The three of us sat and looked at each other. Then Mum pulled herself together and said, ‘I’m sure she’ll thaw. Buckle up.’
Ava and I put our seatbelts on again, and Mum moved to the part of the car park Ingrid had pointed out. Then we made our way into the building, crossed the chequerboard floor of the big entrance hall and were admitted to Ingrid’s flat.
Inside, it had a hushed, slightly cramped feeling. The front door opened onto a small lobby that gave way to a narrow corridor. Ingrid waved us through to a big living room that had thick green carpet and lots of dark, heavy antique-looking furniture, and long French windows that opened onto a terrace and gave a view of the lawn.
It smelled of polish and lavender pot-pourri, and was immaculately spick and span, even though Ingrid had plenty of the kind of ornaments that were magnets for dust: china candle holders, statuettes, and a ticking, golden carriage clock. There were photos too, in ornate gilt frames: a younger, rather handsome Mark on his graduation day, a younger Ingrid with the younger Mark having a picnic by a river somewhere, Mark – presumably – as a little blonde boy holding tadpoles in a jar, Mark looking tanned and happy in a boat on a lake that didn’t look at all English. That photo looked as if someone had been cut out of the other half of it. Mark’s first wife, presumably; there were no pictures of her anywhere.
Tucked in a corner, behind a very tall, very green pot plant, I spotted a picture of a bald man with glasses and a thin smile: Mark’s dad, presumably. He very definitely didn’t have pride of place. B
ut there was a space reserved on the mantelpiece for a black-and-white photograph of a couple who I guessed were Ingrid’s parents. The man looked old and fierce and like he wasn’t used to anybody disagreeing with him. A bit like Ingrid, in fact. The woman looked like the sort of landlady Mum would have complained about, who’d bill you for stuff you didn’t even know existed when you moved out. They were next to a picture of Mark in a suit looking nervous and serious and as if there was absolutely no way he was going to run the risk of letting anybody down.

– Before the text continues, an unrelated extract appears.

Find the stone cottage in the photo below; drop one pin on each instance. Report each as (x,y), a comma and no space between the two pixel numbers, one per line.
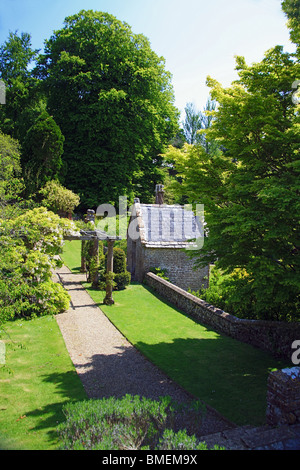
(159,236)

‘Do take a seat,’ Ingrid said, looking us over with a touch of regret, as if we might have brought dirt in with us that would mess up the upholstery but there was nothing she could do about that now.
She wafted a hand in the direction of the round table on the far side of the room; it was already laid, and there were dishes in the centre covered with tea-towels. ‘We’ll sit down to lunch when Mark gets here. It’s rather a picnicky sort of meal, I’m afraid. Cooking for several people is too much for me these days. I’m lucky in that I enjoy very good health, but I do know my limits.’
We sat down as directed. Ava perched next to me on the overstuffed sofa and Mum settled on a manly-looking leather armchair with wings, the kind of seat you could imagine someone snoozing in by the fireside in an old red-curtained library. Ingrid went off to the kitchen to get us drinks, and once she was out of the room we all relaxed a little.
Mum yawned and stretched, and said she was going to have to make a definite effort not to drop off. I could see her point, though I didn’t feel at all sleepy myself: it was rather stuffy in Ingrid’s flat, and the French windows were shut tight.
Ava looked up at the old picture of the couple on the mantelpiece, the one I’d assumed was of Ingrid’s parents. She said, ‘They look like a barrel of laughs, don’t they?’